"É de Cultura como instrumento para a felicidade, como arma para o civismo, como via para o entendimento dos povos que vos quero falar"

Teatro

A Grande Guerra – Estudos, debates, espetáculo

Realizou-se recentemente em Lisboa um ciclo de conferências e debates intitulado “A Grande Guerra (1914-1918): Memória e Consequência”, iniciativa e organização de entidades muito marcantes da vida cultural portuguesa: Academia Nacional de Belas-Artes, Academia de Marinha, Sociedade de Geografia de Lisboa, Academia Portuguesa da História, Academia das Ciências de Lisboa e Comissão Portuguesa de História Militar.

Embarque do Corpo Expedicionário Português para a Flandres - 1917 Cais de Santa Apolónia. Fotografia de Joshua Benoliel - Arquivo Municipal de Lisboa: Ref.ª PT/AMLSB/LIM/001453


Tivemos o gosto de participar nessa iniciativa com uma intervenção sobre Portugal na Conferência de Paz, que precisamente descreveu e analisou a estratégia, as posições e as negociações da delegação portuguesa nesse complexo ciclo de negociações diplomáticas, na sequencia das Atas da Delegação Portuguesa, que estudamos e publicamos em 2009 numa edição da Fundação Luso-Americana.

Ocorre que no ano passado fizemos aqui referência a um interessante estudo de Maria José Oliveira, intitulado “Prisioneiros Portugueses da Primeira Guerra Mundial – Frente Europeia – 1917-1918”, onde se historia com desenvolvimento e qualidade literária e científica a participação de Portugal na Guerra de 1914-1918 e os prisioneiros de guerra.  (ed. Saída de Emergência – 2017).

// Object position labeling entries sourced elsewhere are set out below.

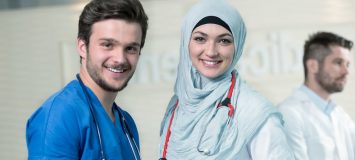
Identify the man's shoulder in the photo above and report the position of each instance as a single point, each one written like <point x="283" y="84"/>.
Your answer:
<point x="63" y="100"/>
<point x="296" y="102"/>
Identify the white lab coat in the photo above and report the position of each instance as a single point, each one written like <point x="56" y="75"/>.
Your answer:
<point x="317" y="132"/>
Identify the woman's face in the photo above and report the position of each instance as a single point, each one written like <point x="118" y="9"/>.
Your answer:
<point x="211" y="49"/>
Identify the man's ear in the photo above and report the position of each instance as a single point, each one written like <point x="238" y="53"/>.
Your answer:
<point x="313" y="66"/>
<point x="81" y="48"/>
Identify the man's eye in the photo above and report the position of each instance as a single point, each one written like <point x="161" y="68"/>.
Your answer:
<point x="107" y="45"/>
<point x="199" y="39"/>
<point x="132" y="49"/>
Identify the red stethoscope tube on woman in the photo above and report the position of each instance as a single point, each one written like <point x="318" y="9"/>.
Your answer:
<point x="225" y="102"/>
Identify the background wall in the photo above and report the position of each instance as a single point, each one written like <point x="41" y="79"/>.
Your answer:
<point x="38" y="57"/>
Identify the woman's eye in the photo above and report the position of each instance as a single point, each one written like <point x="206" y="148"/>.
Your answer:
<point x="225" y="41"/>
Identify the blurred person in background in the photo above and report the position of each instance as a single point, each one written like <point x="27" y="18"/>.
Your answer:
<point x="214" y="114"/>
<point x="82" y="121"/>
<point x="317" y="128"/>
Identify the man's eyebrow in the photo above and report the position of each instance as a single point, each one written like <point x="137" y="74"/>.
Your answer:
<point x="108" y="39"/>
<point x="115" y="41"/>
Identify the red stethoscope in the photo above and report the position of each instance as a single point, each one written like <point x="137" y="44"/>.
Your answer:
<point x="225" y="102"/>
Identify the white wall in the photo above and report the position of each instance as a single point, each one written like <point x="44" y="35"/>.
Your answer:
<point x="38" y="56"/>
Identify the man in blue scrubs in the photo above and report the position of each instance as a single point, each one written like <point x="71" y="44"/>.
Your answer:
<point x="82" y="121"/>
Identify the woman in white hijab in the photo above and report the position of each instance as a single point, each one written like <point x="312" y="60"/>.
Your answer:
<point x="214" y="114"/>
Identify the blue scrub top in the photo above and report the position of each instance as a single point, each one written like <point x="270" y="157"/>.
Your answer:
<point x="63" y="128"/>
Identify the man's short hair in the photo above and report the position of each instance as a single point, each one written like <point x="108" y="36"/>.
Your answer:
<point x="98" y="10"/>
<point x="318" y="47"/>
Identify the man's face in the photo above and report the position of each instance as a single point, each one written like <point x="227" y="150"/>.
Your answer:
<point x="113" y="53"/>
<point x="333" y="72"/>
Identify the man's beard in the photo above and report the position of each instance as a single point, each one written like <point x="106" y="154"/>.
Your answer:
<point x="99" y="80"/>
<point x="328" y="83"/>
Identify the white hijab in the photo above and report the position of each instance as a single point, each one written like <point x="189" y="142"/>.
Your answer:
<point x="199" y="129"/>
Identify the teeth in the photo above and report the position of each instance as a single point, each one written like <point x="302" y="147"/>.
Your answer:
<point x="115" y="70"/>
<point x="210" y="62"/>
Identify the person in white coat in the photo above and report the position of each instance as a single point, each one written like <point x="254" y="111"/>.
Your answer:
<point x="316" y="127"/>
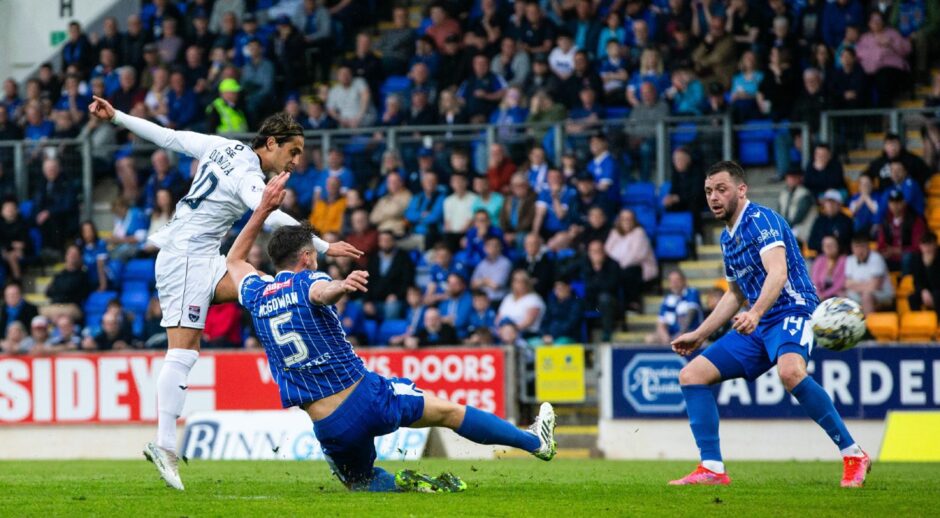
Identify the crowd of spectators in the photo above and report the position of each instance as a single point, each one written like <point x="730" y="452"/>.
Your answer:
<point x="464" y="242"/>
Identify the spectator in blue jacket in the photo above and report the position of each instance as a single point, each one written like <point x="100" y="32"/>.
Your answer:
<point x="182" y="103"/>
<point x="56" y="207"/>
<point x="426" y="210"/>
<point x="564" y="315"/>
<point x="457" y="306"/>
<point x="837" y="16"/>
<point x="130" y="230"/>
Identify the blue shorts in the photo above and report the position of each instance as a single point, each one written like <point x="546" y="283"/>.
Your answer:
<point x="377" y="406"/>
<point x="748" y="356"/>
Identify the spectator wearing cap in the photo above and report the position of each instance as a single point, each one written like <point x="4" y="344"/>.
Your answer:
<point x="482" y="91"/>
<point x="511" y="63"/>
<point x="225" y="114"/>
<point x="866" y="277"/>
<point x="397" y="43"/>
<point x="828" y="270"/>
<point x="879" y="170"/>
<point x="287" y="53"/>
<point x="797" y="205"/>
<point x="866" y="207"/>
<point x="680" y="311"/>
<point x="831" y="221"/>
<point x="15" y="308"/>
<point x="518" y="213"/>
<point x="458" y="209"/>
<point x="899" y="233"/>
<point x="182" y="103"/>
<point x="925" y="269"/>
<point x="564" y="315"/>
<point x="824" y="173"/>
<point x="882" y="52"/>
<point x="426" y="211"/>
<point x="910" y="191"/>
<point x="350" y="101"/>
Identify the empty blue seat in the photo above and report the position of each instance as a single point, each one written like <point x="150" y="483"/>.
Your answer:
<point x="141" y="270"/>
<point x="646" y="218"/>
<point x="98" y="301"/>
<point x="676" y="223"/>
<point x="639" y="193"/>
<point x="135" y="295"/>
<point x="671" y="247"/>
<point x="390" y="328"/>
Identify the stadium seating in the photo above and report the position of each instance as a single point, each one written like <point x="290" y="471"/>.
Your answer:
<point x="390" y="328"/>
<point x="883" y="326"/>
<point x="918" y="326"/>
<point x="671" y="247"/>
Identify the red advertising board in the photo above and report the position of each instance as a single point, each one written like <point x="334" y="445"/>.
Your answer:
<point x="121" y="387"/>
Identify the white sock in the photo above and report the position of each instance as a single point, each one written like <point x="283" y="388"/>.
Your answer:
<point x="852" y="451"/>
<point x="171" y="393"/>
<point x="714" y="465"/>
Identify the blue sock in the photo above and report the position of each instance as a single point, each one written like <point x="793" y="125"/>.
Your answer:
<point x="818" y="405"/>
<point x="485" y="428"/>
<point x="703" y="418"/>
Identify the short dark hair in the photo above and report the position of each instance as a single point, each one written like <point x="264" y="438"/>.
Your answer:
<point x="728" y="166"/>
<point x="288" y="242"/>
<point x="281" y="126"/>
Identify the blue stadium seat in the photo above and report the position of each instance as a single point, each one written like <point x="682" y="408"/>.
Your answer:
<point x="639" y="193"/>
<point x="141" y="270"/>
<point x="26" y="209"/>
<point x="135" y="295"/>
<point x="683" y="134"/>
<point x="370" y="328"/>
<point x="390" y="328"/>
<point x="98" y="301"/>
<point x="646" y="217"/>
<point x="671" y="247"/>
<point x="676" y="223"/>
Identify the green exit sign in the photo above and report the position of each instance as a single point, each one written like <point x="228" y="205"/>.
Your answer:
<point x="56" y="37"/>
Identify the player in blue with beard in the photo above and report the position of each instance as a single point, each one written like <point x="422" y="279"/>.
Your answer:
<point x="766" y="270"/>
<point x="317" y="370"/>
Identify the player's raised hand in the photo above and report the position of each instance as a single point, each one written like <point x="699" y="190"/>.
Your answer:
<point x="745" y="323"/>
<point x="343" y="249"/>
<point x="686" y="343"/>
<point x="356" y="281"/>
<point x="273" y="194"/>
<point x="100" y="108"/>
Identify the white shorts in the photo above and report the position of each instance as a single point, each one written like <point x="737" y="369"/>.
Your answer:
<point x="186" y="286"/>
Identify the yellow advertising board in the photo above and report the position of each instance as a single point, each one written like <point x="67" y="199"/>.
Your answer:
<point x="559" y="373"/>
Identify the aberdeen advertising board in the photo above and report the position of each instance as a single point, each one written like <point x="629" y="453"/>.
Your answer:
<point x="864" y="383"/>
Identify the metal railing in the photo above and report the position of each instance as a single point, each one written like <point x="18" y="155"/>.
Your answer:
<point x="716" y="134"/>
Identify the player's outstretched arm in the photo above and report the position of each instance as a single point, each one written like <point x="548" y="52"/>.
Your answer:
<point x="237" y="259"/>
<point x="328" y="293"/>
<point x="187" y="142"/>
<point x="775" y="264"/>
<point x="727" y="306"/>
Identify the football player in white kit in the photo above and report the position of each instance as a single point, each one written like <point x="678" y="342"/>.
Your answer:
<point x="190" y="272"/>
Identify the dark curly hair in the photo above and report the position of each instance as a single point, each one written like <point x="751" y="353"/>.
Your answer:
<point x="281" y="126"/>
<point x="288" y="242"/>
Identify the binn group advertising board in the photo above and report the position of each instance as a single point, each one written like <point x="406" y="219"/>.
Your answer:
<point x="864" y="383"/>
<point x="121" y="387"/>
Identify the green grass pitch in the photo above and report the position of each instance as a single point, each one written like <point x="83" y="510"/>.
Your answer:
<point x="514" y="487"/>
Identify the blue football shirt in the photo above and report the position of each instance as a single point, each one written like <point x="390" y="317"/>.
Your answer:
<point x="758" y="230"/>
<point x="306" y="346"/>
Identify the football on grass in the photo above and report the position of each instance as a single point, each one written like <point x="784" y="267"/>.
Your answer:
<point x="838" y="324"/>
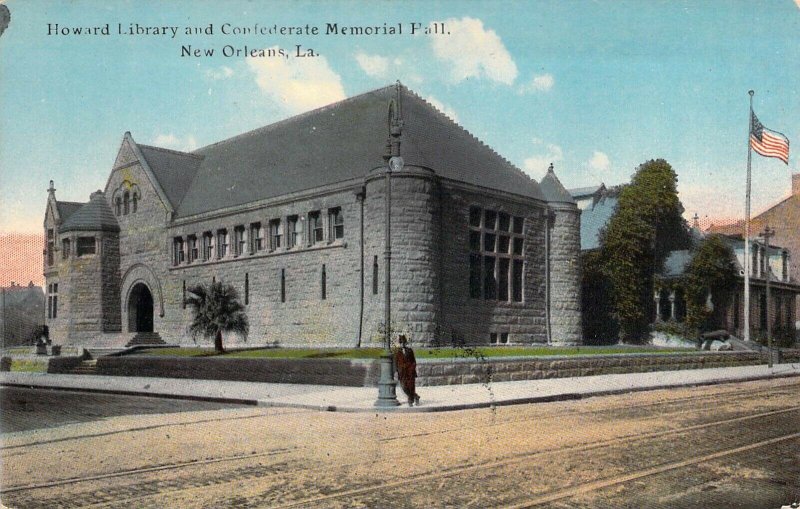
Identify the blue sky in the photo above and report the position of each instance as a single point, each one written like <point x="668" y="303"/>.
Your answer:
<point x="596" y="87"/>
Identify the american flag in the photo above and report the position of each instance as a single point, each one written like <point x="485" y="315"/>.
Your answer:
<point x="767" y="142"/>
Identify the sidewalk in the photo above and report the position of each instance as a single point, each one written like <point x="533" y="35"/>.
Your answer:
<point x="361" y="399"/>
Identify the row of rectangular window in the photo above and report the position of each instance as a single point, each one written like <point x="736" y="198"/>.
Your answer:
<point x="52" y="300"/>
<point x="253" y="242"/>
<point x="496" y="260"/>
<point x="127" y="204"/>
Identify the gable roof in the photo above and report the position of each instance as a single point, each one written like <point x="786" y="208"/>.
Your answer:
<point x="93" y="216"/>
<point x="67" y="208"/>
<point x="553" y="190"/>
<point x="335" y="144"/>
<point x="174" y="170"/>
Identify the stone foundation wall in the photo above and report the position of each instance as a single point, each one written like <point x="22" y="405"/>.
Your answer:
<point x="364" y="373"/>
<point x="468" y="371"/>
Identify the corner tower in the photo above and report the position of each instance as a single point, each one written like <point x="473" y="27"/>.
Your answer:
<point x="562" y="270"/>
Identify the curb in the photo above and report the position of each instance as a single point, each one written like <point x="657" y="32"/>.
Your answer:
<point x="567" y="396"/>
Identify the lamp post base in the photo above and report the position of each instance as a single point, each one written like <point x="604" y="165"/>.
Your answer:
<point x="387" y="395"/>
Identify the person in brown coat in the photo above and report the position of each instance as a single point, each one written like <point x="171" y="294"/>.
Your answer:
<point x="407" y="370"/>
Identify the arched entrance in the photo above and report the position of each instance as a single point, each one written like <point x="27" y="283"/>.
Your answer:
<point x="140" y="309"/>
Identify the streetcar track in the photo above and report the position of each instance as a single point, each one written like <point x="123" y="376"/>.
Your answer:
<point x="632" y="476"/>
<point x="518" y="458"/>
<point x="141" y="428"/>
<point x="560" y="413"/>
<point x="146" y="470"/>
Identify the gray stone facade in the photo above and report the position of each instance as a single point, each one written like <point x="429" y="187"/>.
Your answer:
<point x="328" y="289"/>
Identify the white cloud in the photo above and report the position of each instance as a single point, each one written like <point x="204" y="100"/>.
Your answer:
<point x="186" y="144"/>
<point x="220" y="74"/>
<point x="298" y="84"/>
<point x="540" y="83"/>
<point x="374" y="65"/>
<point x="439" y="105"/>
<point x="474" y="51"/>
<point x="599" y="162"/>
<point x="536" y="165"/>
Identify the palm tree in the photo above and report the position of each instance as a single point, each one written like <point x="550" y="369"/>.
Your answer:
<point x="216" y="309"/>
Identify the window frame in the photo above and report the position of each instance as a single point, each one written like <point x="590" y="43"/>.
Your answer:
<point x="336" y="222"/>
<point x="496" y="247"/>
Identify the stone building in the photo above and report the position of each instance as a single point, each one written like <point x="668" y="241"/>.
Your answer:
<point x="598" y="204"/>
<point x="292" y="215"/>
<point x="784" y="218"/>
<point x="21" y="314"/>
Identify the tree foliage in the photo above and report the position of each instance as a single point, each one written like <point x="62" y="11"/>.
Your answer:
<point x="711" y="270"/>
<point x="645" y="227"/>
<point x="216" y="309"/>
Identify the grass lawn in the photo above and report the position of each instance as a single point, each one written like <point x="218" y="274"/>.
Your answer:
<point x="421" y="353"/>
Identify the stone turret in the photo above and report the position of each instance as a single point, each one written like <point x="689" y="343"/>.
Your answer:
<point x="89" y="271"/>
<point x="563" y="281"/>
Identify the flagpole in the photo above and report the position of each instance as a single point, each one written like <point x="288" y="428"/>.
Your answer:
<point x="747" y="226"/>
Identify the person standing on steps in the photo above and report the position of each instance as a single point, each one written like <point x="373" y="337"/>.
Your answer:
<point x="407" y="370"/>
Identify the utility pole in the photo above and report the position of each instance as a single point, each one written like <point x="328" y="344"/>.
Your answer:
<point x="766" y="234"/>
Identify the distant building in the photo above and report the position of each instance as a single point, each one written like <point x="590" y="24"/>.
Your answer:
<point x="292" y="215"/>
<point x="784" y="218"/>
<point x="21" y="314"/>
<point x="598" y="204"/>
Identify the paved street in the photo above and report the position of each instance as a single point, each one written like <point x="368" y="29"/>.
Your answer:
<point x="733" y="445"/>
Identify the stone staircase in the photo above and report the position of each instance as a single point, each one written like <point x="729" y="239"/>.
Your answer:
<point x="86" y="367"/>
<point x="146" y="338"/>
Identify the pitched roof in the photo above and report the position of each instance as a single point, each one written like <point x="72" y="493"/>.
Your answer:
<point x="174" y="170"/>
<point x="93" y="216"/>
<point x="553" y="190"/>
<point x="584" y="192"/>
<point x="334" y="144"/>
<point x="67" y="208"/>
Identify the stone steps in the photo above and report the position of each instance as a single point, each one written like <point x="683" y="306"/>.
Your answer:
<point x="88" y="367"/>
<point x="146" y="338"/>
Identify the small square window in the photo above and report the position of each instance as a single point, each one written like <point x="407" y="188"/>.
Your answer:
<point x="518" y="243"/>
<point x="488" y="241"/>
<point x="502" y="244"/>
<point x="475" y="241"/>
<point x="336" y="220"/>
<point x="490" y="220"/>
<point x="518" y="222"/>
<point x="505" y="222"/>
<point x="315" y="229"/>
<point x="475" y="217"/>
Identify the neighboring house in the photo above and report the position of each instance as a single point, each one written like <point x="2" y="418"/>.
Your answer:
<point x="599" y="203"/>
<point x="292" y="215"/>
<point x="784" y="218"/>
<point x="21" y="314"/>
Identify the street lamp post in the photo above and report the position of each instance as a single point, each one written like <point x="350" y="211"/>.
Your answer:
<point x="387" y="395"/>
<point x="766" y="234"/>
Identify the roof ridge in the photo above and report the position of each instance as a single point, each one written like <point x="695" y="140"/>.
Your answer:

Damos novamente notícia desse estudo, pois nele se refere a realização de um espetáculo teatral pelos prisioneiros de guerra portugueses, no campo de Breesen. Trata-se de um texto dramático da autoria de Alexandre José Malheiro, denominado “O Amor na Base do CEP” (Corpo Expedicionário Português).

Tal como refere Maria José Oliveira, «a comédia estreou no campo, a 27 de outubro de 1918, e foi interpretada por 15 prisioneiros, dos quais sete representaram personagens femininas. Foi um divertimento que pretendia sobretudo reabilitar o “moral” dos expedicionários.»

Este espetáculo de prisioneiros de guerra é referido por outro oficial, Bento Esteves Roma, que escreveu um diário e mais recordações da sua participação na Guerra e do período de reclusão nos campos alemães. Designadamente “Os Portugueses nas Trincheiras da Grande Guerra” e “Algumas Passagens do Diário de Bento Roma como Prisioneiro de Guerra”, ambos citados no estudo aqui analisado.

E precisamente: na segunda das obras citadas, Bento Esteves Roma recorda a peça de Alexandre José Malheiro mas engana-se no nome do texto, chamando-lhe “A Guerra na Base do CEP” e não, como efetivamente Alexandre Malheiro a denominou, “O Amor na Base do CEP”.

Escreveu então Bento Esteves Roma:

«Foi hoje a inauguração do teatro com a peça “A Guerra na Base do CEP” escrita pelo Tenente Coronel Malheiro e que quer ser uma charge sobre a base do CEP. A ação desenrola-se em torno de uma aventura amorosa havida entre uma artista francesa que se encontra no Tréport a passar a época calmosa e um médico português.»

Mas o comentário  de Bento Esteves Roma é duro, e revela detalhes sobre a vida no campo de concentração:

«A peça não vale nada. Sem movimento, com diálogos enormes, figuras suplementares metidas à força. O desempenho foi horroroso. E gastou-se dinheiro com isto. Foi uma peça que custou 500 e tal marcos. Cada vez provamos mais o nosso pouco juízo. Adiante.”».

E tal como então referimos, este espetáculo marcou pelo ineditismo do local: o “teatro” era um estrado no campo de soldados portugueses do Corpo Expedicionário Português presos na   Alemanha em 1918.